Former Carolina Panthers wide receivers coach Richard Williamson passed away in Charlotte on Monday, Sept. 21. He was 74.

Richard Williamson was old school.

Those two words invariably come up when anyone talks about Williamson, an assistant coach for 15 years with the Carolina Panthers from the team’s inaugural season in 1995 until his retirement following the 2009 season.

Williamson died Monday night in Charlotte after a brief illness. He was 74.

I always enjoyed talking with Williamson, and I still remember the first time I ever did. It was January 1995. The Panthers hadn’t played a real game yet. Dom Capers was days from being hired as their first coach but had not been.

Nevertheless, Panthers general manager Bill Polian thought so much of Williamson and offensive line coach Jim McNally that he hired them both soon after they were fired in Cincinnati. Williamson was the team’s first wide receivers coach, a position he held for 13 of his 15 seasons with the Panthers.

I called Williamson that day in 1995 and asked him what he wanted in his new crop of Panthers receivers.

“I want some who will run fast, catch everything and make people miss,” Williamson said. “I want a mixture. I want some big strong guys who catch balls in traffic and some guys who can really run.”

He ended up getting all of that. Williamson coaxed 1,000-yard seasons not only from Steve Smith and Muhsin Muhammad – his two best-known Carolina receivers – but also from Patrick Jeffers, Rocket Ismail and Mark Carrier.

Williamson was so valuable as an assistant that he worked for the first three Panthers head coaches full-time. He even consulted a little for the fourth, Ron Rivera, helping one of his former pupils, Ricky Proehl, set up shop as the new wide receivers coach.

With a craggy face, a loud voice and an ever-present visor that he would angrily fire into the ground in Spurrier-esque fashion, Williamson rarely smiled on the field. Tight end Wesley Walls fondly called the coach a “fire and brimstone guy” and said Williamson could have been a great preacher.

But Williamson was quite funny off the field and had a warehouse of stories. He played for and coached with Bear Bryant at Alabama. He was a teammate of Joe Namath. As an assistant, he helped recruit Danny Ford to Alabama.

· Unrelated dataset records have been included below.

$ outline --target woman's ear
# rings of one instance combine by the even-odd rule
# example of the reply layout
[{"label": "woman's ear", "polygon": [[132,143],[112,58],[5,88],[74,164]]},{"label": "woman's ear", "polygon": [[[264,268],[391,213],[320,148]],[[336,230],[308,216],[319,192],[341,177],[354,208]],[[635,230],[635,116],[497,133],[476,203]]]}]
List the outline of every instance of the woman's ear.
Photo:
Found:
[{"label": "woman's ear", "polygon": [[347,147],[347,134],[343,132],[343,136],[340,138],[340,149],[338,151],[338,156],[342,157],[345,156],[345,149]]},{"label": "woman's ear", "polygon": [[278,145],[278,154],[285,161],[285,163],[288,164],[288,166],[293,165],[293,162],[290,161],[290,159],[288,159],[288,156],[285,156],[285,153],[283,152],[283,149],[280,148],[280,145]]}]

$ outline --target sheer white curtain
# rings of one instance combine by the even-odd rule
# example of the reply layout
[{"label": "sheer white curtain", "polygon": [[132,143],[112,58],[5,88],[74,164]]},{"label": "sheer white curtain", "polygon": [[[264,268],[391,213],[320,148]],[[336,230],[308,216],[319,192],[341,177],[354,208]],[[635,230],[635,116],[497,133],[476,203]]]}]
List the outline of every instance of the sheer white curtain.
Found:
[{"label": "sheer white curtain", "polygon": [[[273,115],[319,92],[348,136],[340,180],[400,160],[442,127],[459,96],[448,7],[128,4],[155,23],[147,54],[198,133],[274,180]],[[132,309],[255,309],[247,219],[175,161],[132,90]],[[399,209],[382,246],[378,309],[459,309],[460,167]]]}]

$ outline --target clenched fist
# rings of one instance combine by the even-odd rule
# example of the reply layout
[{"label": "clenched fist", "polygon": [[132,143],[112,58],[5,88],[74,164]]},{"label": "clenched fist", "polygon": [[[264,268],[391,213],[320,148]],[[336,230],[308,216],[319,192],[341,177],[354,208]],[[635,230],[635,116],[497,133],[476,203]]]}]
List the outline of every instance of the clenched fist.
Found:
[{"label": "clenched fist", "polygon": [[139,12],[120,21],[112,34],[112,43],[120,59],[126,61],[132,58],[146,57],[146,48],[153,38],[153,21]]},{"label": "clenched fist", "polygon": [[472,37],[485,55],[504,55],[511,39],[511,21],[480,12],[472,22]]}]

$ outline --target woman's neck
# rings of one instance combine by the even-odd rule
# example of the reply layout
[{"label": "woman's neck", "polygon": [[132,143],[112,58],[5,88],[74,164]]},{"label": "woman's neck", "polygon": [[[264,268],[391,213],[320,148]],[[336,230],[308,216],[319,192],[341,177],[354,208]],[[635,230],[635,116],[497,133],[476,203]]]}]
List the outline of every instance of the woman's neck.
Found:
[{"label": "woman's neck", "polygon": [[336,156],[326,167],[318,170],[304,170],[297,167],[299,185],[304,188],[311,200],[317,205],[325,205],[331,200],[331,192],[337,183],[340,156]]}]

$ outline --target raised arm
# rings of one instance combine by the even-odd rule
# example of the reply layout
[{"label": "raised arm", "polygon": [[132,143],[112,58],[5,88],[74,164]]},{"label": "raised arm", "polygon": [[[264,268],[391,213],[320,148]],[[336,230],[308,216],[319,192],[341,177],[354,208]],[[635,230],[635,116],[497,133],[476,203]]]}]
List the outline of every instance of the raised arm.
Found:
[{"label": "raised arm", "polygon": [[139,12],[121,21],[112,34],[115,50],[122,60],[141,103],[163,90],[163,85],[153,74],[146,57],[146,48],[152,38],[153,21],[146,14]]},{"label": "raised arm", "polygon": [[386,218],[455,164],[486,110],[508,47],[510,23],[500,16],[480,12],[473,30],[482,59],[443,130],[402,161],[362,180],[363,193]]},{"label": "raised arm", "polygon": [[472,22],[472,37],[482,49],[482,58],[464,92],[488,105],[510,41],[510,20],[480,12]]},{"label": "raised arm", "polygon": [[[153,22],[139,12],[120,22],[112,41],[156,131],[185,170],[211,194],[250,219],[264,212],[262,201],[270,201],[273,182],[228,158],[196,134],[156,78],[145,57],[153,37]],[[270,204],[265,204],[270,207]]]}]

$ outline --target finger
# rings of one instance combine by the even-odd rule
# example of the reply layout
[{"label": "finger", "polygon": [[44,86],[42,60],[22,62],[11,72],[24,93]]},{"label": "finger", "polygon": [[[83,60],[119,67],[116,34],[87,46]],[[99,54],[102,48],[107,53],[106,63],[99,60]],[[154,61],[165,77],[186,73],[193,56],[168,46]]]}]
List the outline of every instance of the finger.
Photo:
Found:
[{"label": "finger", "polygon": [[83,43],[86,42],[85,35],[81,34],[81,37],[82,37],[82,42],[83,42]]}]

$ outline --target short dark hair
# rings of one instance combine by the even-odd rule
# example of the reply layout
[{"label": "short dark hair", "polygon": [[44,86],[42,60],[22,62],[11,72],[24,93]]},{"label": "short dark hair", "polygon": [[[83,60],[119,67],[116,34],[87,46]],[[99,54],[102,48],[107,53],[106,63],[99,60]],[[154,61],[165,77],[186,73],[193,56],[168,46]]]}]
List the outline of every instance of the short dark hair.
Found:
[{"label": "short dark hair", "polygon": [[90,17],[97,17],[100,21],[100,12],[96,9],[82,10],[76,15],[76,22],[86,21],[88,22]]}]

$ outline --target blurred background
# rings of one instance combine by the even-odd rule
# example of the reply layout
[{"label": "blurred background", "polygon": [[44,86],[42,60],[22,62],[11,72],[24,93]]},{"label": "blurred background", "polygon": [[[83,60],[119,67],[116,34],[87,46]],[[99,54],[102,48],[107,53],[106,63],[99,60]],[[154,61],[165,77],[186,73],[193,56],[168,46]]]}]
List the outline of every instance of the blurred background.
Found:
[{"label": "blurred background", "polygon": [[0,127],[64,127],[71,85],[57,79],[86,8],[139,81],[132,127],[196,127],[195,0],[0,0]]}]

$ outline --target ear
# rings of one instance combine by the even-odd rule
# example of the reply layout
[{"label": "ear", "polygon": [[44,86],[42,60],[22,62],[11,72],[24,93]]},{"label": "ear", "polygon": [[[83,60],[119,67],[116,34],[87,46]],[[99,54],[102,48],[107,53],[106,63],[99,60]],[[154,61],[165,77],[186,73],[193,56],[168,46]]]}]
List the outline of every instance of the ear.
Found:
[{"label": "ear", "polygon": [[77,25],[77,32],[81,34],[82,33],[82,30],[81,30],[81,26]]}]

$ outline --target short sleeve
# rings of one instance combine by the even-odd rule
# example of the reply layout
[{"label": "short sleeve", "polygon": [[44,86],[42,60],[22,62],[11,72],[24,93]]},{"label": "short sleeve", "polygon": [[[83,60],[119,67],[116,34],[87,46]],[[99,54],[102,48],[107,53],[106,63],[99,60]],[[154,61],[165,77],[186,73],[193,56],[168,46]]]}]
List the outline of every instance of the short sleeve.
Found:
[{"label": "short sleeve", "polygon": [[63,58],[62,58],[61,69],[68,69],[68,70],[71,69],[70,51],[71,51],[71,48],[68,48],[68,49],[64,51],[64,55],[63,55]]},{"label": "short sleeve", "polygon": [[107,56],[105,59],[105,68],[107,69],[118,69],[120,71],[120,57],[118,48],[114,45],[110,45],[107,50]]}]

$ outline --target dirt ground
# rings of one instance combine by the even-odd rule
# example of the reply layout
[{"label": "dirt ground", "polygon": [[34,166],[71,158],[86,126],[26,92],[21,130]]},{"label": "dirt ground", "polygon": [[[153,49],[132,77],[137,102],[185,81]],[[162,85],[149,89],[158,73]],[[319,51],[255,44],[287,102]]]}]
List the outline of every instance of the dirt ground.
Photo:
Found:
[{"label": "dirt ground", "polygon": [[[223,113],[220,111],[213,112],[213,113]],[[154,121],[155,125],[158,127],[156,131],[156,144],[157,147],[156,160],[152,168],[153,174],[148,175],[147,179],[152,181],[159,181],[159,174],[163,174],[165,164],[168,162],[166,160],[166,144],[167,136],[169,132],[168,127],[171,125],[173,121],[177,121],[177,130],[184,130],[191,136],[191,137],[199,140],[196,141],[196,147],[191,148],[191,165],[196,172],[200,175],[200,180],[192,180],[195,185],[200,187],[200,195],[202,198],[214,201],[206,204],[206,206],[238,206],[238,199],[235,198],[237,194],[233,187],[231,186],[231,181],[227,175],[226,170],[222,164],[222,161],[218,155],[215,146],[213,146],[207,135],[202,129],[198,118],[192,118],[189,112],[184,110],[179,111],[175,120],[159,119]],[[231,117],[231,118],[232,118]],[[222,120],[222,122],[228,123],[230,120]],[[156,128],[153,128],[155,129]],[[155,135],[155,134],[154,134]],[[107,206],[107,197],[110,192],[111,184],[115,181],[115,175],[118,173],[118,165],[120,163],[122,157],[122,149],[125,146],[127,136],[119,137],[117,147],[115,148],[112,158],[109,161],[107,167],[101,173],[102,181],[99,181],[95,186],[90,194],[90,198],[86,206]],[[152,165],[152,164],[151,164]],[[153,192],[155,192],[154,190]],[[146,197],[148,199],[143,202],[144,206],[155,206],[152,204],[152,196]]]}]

“He was definitely old school,” Panthers center Ryan Kalil said of Williamson. “His guys respected him a lot. He had been around the league a long time, and he was a hard-nosed coach. But you respected him because of his experience. Off the field, he was a really funny character with a lot of personality.”

Williamson was a head coach twice – with Memphis State from 1975 through ’80 and with Tampa Bay for three games in the 1990 season and throughout the 1991 season. He was 4-15 as the Tampa Bay head coach.

With the Panthers, Williamson was temporarily elevated to offensive coordinator in 2000 when Bill Musgrave got fed up and quit on George Seifert four games into the season.

Williamson continued as offensive coordinator for Seifert in 2001 and returned as receivers coach in 2002 under John Fox. He was a key part of the Panthers’ Super Bowl staff in 2003 and continued to make his home in Charlotte after his retirement. He will be greatly missed.